Corporate Transparency Act
Hi, my name is Steve Bennett, and I am a partner at Evans Fox. We are reaching out to you today to inform you of an important change in federal law. If you own a business, are looking to start a business or hold an important position within a business, then this video is for you.
The new law is called the Corporate Transparency Act, which went into effect at the beginning of this year. This law requires corporations, LLCs, and any other entity formed at the state level to disclose its beneficial ownership to the federal government. New York has enacted a similar law that will require LLCs formed in or authorized to do business in NY to disclose its beneficial ownership beginning in December, 2024. But for purposes of today, I am only going to focus on the new federal law.

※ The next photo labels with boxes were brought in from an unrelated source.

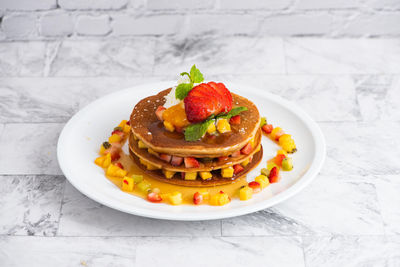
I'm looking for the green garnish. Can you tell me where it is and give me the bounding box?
[175,65,204,100]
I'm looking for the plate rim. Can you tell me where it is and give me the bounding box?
[57,81,326,221]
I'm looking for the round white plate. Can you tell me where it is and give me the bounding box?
[57,82,325,221]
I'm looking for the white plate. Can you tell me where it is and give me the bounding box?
[57,82,325,221]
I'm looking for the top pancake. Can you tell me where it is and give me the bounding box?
[130,88,260,157]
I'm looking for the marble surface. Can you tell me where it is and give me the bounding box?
[0,36,400,267]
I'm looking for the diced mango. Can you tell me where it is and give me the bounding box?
[121,176,135,192]
[108,134,122,143]
[217,119,231,133]
[185,172,197,180]
[164,121,175,132]
[239,186,253,200]
[254,174,269,189]
[168,191,182,205]
[138,140,147,148]
[200,172,212,180]
[221,167,234,178]
[163,170,175,179]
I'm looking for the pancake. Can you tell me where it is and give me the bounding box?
[130,88,260,157]
[129,130,261,172]
[129,147,263,187]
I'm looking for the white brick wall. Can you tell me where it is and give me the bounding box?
[0,0,400,40]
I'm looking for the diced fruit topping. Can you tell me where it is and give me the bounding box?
[217,119,231,133]
[233,164,244,174]
[282,158,293,171]
[268,167,280,184]
[254,174,269,189]
[193,192,203,205]
[240,143,253,155]
[221,167,234,178]
[156,106,166,121]
[249,181,261,193]
[229,115,240,125]
[171,156,183,166]
[147,192,162,203]
[261,124,274,134]
[184,157,200,168]
[121,176,135,192]
[239,186,253,200]
[210,191,231,206]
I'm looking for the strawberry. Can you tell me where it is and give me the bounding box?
[233,164,244,174]
[156,106,166,121]
[160,154,172,162]
[185,157,200,168]
[240,143,253,155]
[171,156,183,166]
[193,192,203,205]
[261,124,274,134]
[147,192,162,203]
[229,115,240,125]
[268,167,280,184]
[249,181,261,193]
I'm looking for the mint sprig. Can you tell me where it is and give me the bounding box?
[175,65,204,100]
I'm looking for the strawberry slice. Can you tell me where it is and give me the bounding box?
[171,156,183,166]
[185,157,200,168]
[160,154,172,162]
[233,164,244,174]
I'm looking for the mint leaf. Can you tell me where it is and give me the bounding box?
[217,107,247,120]
[175,83,193,100]
[190,65,204,83]
[185,119,214,141]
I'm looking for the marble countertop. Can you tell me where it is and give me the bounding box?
[0,37,400,267]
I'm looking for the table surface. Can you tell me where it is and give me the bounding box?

Who is required to file? (just about everyone)
There are some exceptions to this new requirement including banks and financial institutions that are already regulated by the federal government. The most common exception that clients will fall under is the “large operating company” exception. To qualify for the exception, the entity must have:
- More than 20 full-time employees;
- More than $5,000,000 in domestic gross receipts or sales as reported on their prior tax return; and
- An operating presence at a physical office within the U.S.

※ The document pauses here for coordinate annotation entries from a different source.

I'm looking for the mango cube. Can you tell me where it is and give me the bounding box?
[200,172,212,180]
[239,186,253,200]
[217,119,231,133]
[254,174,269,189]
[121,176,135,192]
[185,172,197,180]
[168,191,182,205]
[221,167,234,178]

The Financial Crimes Enforcement Network, also known as FinCen, has created a compliance guide available on its website that includes a questionnaire and flow chart to determine whether your business is required to file.
Here is a link to the compliance guide:
https://www.fincen.gov/sites/default/files/shared/BOI_Small_Compliance_Guide.v1.1-FINAL.pdf
What is required to be filed?
You must disclose information about the entity itself, called the reporting company, the identity and information related to each of its beneficial owners, and for entities formed in 2024 and after, the identity and information related to the reporting company’s “applicant”. Generally speaking, the applicant is the person who filed the document necessary to form the reporting company or who directed or controlled the filing.

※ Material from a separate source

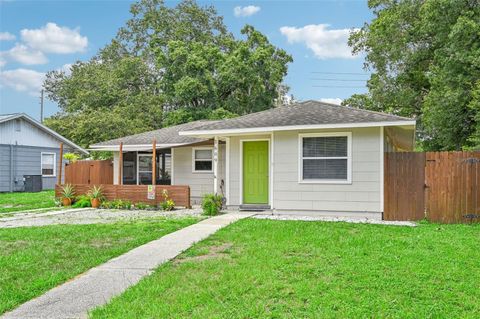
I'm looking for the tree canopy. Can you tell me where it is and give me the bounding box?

For the reporting company, you must disclose its:
- Full Legal Name and any trade name or DBA;
- Complete US address;
- Jurisdiction of formation; and
- EIN.
For each beneficial owner, you must disclose each beneficial owner’s:
- Full legal name and date of birth;
- Current residential or business address; and
- Unique identifying number from a non-expired passport, personal identification card, or driver’s license issued by a State.
Who is a beneficial owner?
The law and regulations broadly define beneficial owners as:
- A person that owns 25% or more of the equity interests of the entity;
- A person that receives substantial economic benefits from the assets of the entity ( this condition is included in the regulations but not in the guidelines); or
- Natural person who exercises substantial control over the entity.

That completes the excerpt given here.